MEMPHIS, Tenn. -- A lot is said about the price people paid to make history. There is also a price to pay to keep that history alive.
The On Your Side Investigators take us to the Alex Haley museum in Henning, Tenn., where they're fighting to preserve memories of one of this world's greatest authors.
A trip to the Alex Haley Museum State Historic Site takes you down a lot of country roads, but those who live here say it's worth the one hour drive from Memphis.
Henning Vice Mayor Quenton Reed said, "It's history".
Roots author Alex Haley sold his boyhood home to the state for $1 in 1985.
Tennessee turned it into a museum and historic site, which guarantees state funding. Now the state pays about $50,000 a year to keep it open.
Those who run the museum say $50,000 is not enough. They need more.
Alex Haley's boyhood home, which was built in 1919, is on a solid foundation, but it's starting to show its wear and tear and there's no money to fix it up.
The museum, which now includes an interpretive center built in 2010, gets about 5,000 visitors a year. The day we were there, only three came through the doors.
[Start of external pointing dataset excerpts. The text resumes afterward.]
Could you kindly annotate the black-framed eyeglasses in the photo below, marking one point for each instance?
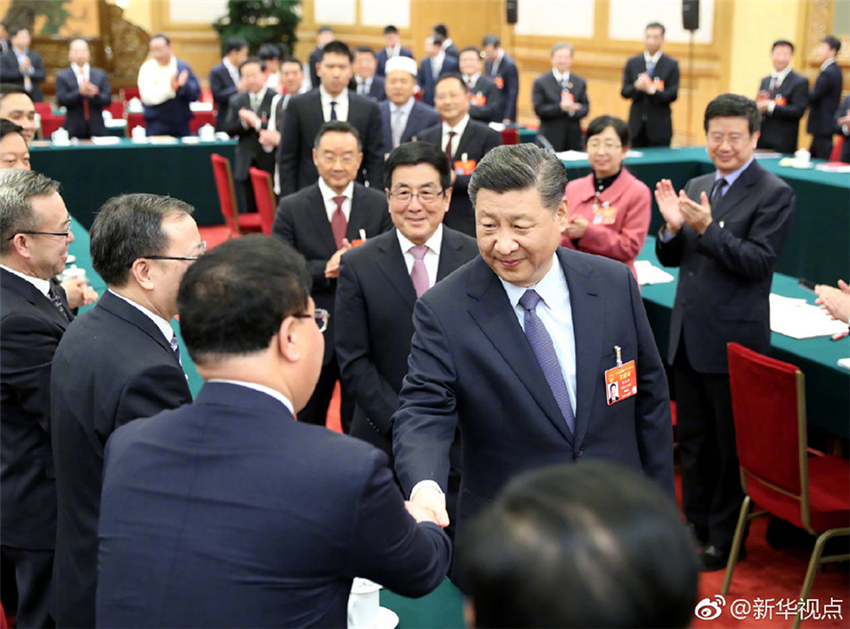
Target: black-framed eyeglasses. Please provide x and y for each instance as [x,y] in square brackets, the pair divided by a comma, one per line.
[320,315]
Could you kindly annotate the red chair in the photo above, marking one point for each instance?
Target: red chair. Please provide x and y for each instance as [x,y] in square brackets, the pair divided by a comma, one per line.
[777,473]
[264,195]
[236,223]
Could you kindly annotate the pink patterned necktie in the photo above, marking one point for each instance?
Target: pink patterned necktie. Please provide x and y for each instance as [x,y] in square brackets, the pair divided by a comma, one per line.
[418,274]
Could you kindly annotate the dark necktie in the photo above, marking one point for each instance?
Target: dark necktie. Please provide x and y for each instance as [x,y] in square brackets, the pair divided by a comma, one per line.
[544,350]
[339,224]
[449,148]
[717,192]
[56,300]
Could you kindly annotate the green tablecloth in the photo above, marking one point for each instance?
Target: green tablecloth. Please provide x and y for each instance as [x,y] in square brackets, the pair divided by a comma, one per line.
[92,174]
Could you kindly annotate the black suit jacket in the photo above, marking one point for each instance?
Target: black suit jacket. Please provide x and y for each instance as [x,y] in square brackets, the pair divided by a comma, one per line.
[11,72]
[725,274]
[472,366]
[491,110]
[427,82]
[302,221]
[112,366]
[506,74]
[557,126]
[68,96]
[374,302]
[476,140]
[823,101]
[228,512]
[249,151]
[223,89]
[381,56]
[301,122]
[780,129]
[652,111]
[421,117]
[30,330]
One man from Germany, and Pledger Day and his wife from New York.
"Roots, the mini-series, allowed many individuals throughout the United States to understand the history of African-Americans coming here, as well as it stimulated many Americans to find out about their family origins," said Day.
Its rural Tennessee location is a big part of this museum's history, but it's also one of the challenges to making it successful.
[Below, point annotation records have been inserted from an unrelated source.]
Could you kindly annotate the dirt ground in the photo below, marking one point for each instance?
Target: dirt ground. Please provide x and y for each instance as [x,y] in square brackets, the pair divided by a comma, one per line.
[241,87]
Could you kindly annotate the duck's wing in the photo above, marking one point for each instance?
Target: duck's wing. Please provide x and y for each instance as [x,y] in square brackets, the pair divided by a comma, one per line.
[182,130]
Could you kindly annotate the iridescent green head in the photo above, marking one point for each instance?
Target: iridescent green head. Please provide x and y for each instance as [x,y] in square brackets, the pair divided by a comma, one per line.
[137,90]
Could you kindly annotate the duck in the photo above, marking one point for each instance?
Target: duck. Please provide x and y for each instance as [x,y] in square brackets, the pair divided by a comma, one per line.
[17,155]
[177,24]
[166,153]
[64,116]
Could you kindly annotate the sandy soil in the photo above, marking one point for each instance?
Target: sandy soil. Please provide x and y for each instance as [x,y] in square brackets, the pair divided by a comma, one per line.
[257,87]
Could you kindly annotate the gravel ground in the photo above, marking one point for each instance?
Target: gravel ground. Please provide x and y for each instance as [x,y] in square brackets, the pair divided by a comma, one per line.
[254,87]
The Beacon Center of Tennessee, an agency that studies government spending, suggests private donors and an increase in the museum's $6 admission is the answer, not giving it more taxpayer money.
"Private donations are far more secure and consistent and while they might be harder to obtain than one big government check every year, there are private donors who will support these causes year after year," said Justin Owen, president and CEO of The Beacon Center of Tennessee.
Owen also says taxpayers in different parts of Tennessee who'll never travel to Henning shouldn't be made to pay for it. He says the same goes for museums in east and middle Tennessee.
However, those who live here and the visitors we talked to are convinced everyone is benefiting from the history at the Alex Haley home.
The Alex Haley museum is a bare bones operation. There are only two full-time employees, and the only maintenance employee is paid through another agency.
Other museums in the Mid-South getting state funds are the National Civil Rights Museum and Stax.
Stax gets $100,000 a year from the state. The Civil Rights Museum got $250,000 this year.